Фильтрация продолжалась. Вернулся от дознавателя один из тех, с кем Мирка был здесь позавчера. Вернулся не похожим на остальных. "Счастливчик!" - мелькнуло, - наверное, лучиком в каждой душе.

- Моя часть в ста километрах отсюда! Вы представляете! С ними уже связались и оттуда готовы за мной приехать.

- Ух ты! И кто ж тебя так порадовал? Уж не Викент ли?

- Он самый!

- Вот уж, кто говорил, что справедливости нет!

- Да, не-е… Я ж не так говорил. Она есть, да шагать до нее и шагать…

- И, не всем дошагать…

- До Родины- так далеко! А уж до справедливости нашей, - еще и того далече!

- А чего мы носы раньше времени в землю тыкаем, а? Стоит ли? - Мирка узнавал Михалыча.

- Однако, Михалыч, в политруки тебе надо было! Уже бы и отфильтрован был, и совсем не с нами!.

Однако, плохой этот день был, унылый. Гадость какая-то, какая-то, как непотреб человеческий, из уборной в задках двора, - повсплывала. Видно, в каждом подобный непотреб, в задках душе есть. Немного, да все же… И вот повсплывал, как-то враз.

Поэтому гадко уныло и неуютно, было, кажется, всем.

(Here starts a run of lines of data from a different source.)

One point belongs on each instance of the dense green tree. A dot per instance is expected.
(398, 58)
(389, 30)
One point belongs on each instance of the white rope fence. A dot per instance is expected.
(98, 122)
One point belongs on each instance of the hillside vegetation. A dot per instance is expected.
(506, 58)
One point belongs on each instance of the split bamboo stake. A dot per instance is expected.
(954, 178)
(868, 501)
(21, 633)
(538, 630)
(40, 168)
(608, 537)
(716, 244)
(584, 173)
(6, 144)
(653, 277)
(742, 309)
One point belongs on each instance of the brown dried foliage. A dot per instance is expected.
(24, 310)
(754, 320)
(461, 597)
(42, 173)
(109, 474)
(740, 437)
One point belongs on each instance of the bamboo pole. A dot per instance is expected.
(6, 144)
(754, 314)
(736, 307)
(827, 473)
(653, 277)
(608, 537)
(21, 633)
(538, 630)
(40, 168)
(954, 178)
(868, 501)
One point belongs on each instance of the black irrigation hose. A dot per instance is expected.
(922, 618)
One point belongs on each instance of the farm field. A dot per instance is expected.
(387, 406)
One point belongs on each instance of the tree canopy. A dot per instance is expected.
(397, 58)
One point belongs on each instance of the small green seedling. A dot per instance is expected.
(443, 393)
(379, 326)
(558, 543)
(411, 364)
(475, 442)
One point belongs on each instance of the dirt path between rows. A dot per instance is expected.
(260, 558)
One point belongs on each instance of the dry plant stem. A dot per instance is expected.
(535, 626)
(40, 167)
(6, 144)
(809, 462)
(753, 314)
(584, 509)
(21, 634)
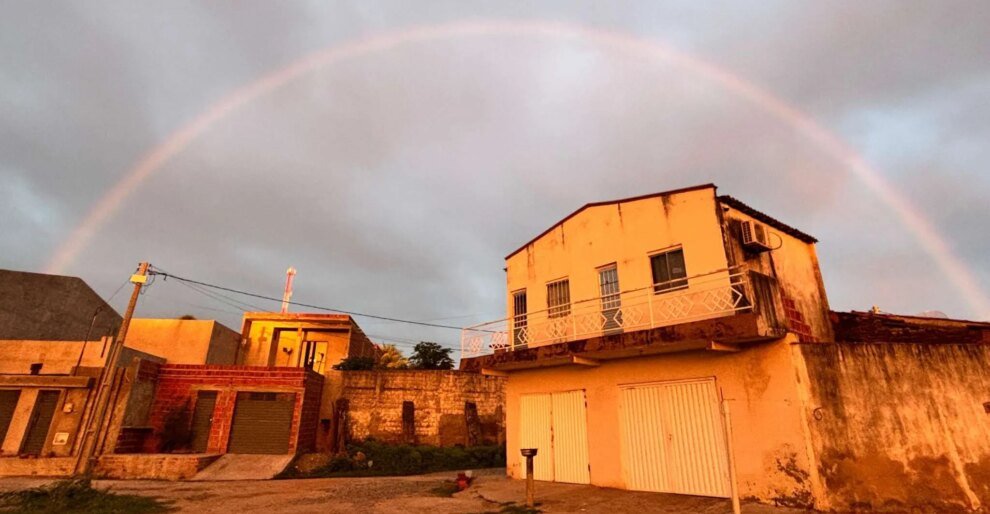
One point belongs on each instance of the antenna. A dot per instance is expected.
(289, 274)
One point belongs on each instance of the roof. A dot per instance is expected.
(36, 306)
(611, 202)
(768, 220)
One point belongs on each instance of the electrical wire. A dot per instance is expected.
(159, 271)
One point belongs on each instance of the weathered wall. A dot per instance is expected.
(178, 385)
(768, 442)
(794, 264)
(184, 341)
(624, 233)
(376, 402)
(899, 425)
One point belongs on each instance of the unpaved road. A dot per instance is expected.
(490, 492)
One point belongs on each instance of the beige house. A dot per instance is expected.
(315, 341)
(678, 342)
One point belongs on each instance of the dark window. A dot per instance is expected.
(559, 298)
(519, 317)
(669, 272)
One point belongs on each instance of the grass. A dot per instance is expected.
(77, 496)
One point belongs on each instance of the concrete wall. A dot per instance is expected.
(179, 384)
(900, 425)
(794, 264)
(624, 233)
(375, 401)
(768, 441)
(56, 357)
(183, 341)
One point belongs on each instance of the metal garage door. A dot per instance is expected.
(262, 423)
(8, 402)
(41, 421)
(556, 424)
(673, 439)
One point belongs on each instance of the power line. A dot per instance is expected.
(159, 271)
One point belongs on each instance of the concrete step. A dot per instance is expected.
(233, 466)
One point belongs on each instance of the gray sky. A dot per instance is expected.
(397, 181)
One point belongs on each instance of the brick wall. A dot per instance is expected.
(178, 385)
(439, 398)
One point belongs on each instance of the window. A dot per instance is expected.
(669, 272)
(519, 318)
(608, 287)
(559, 298)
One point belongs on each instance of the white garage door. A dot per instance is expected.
(556, 425)
(673, 439)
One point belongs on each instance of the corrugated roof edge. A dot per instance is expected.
(610, 202)
(773, 222)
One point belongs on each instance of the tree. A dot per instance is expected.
(427, 355)
(391, 358)
(356, 364)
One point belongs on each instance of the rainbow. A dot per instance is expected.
(953, 267)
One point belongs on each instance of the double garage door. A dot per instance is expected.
(556, 425)
(671, 434)
(673, 438)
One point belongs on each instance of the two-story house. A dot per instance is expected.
(633, 325)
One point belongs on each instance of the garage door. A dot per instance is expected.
(673, 439)
(556, 425)
(8, 402)
(262, 423)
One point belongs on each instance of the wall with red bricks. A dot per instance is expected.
(178, 385)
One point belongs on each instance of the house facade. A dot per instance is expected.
(670, 343)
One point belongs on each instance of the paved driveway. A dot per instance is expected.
(491, 492)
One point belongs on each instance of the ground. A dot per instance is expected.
(490, 493)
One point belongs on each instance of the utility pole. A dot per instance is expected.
(99, 417)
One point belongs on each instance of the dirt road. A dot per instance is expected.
(491, 492)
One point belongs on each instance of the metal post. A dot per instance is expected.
(734, 487)
(529, 453)
(99, 419)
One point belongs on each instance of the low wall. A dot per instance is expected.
(178, 386)
(152, 467)
(442, 408)
(897, 426)
(42, 467)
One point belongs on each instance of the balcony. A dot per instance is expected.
(714, 295)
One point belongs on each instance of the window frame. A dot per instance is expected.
(562, 309)
(672, 283)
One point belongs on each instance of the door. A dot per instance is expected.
(673, 439)
(8, 402)
(206, 401)
(262, 423)
(556, 425)
(40, 422)
(608, 287)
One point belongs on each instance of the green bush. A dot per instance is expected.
(373, 458)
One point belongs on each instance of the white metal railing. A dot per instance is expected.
(721, 293)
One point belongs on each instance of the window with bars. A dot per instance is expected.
(608, 287)
(519, 318)
(559, 298)
(669, 271)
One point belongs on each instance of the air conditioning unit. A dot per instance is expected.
(755, 236)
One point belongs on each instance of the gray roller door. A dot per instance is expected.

- О науке я думал, - отозвался, по поводу политрука, Михалыч, - а о политике - никогда…

- Чего же мы взъелись-то?... - заступился кто-то, - Можно, вон, за человека порадоваться.

- Я и рад. За него я рад. За тебя бы еще, и за себя бы также…

- Вот, Михалыч и говорит: носом в землю. Чем к верху торчим, когда - носом в землю?!

- Так и есть, - посмеялся кто-то, - на нас поглядеть…

- Ну, погляди, Сень, и тебя вон, в умные мысли тянет! Глядишь, и подашься сам, в ученые, или историки…

- Будь делу на пользу, - подамся.

- Байками уши народу травить?

- История, - ровно, спокойно сказал Михалыч, - не байки. Историю делаем мы. И выдумать ее невозможно. В ней разобраться непросто - да, это так!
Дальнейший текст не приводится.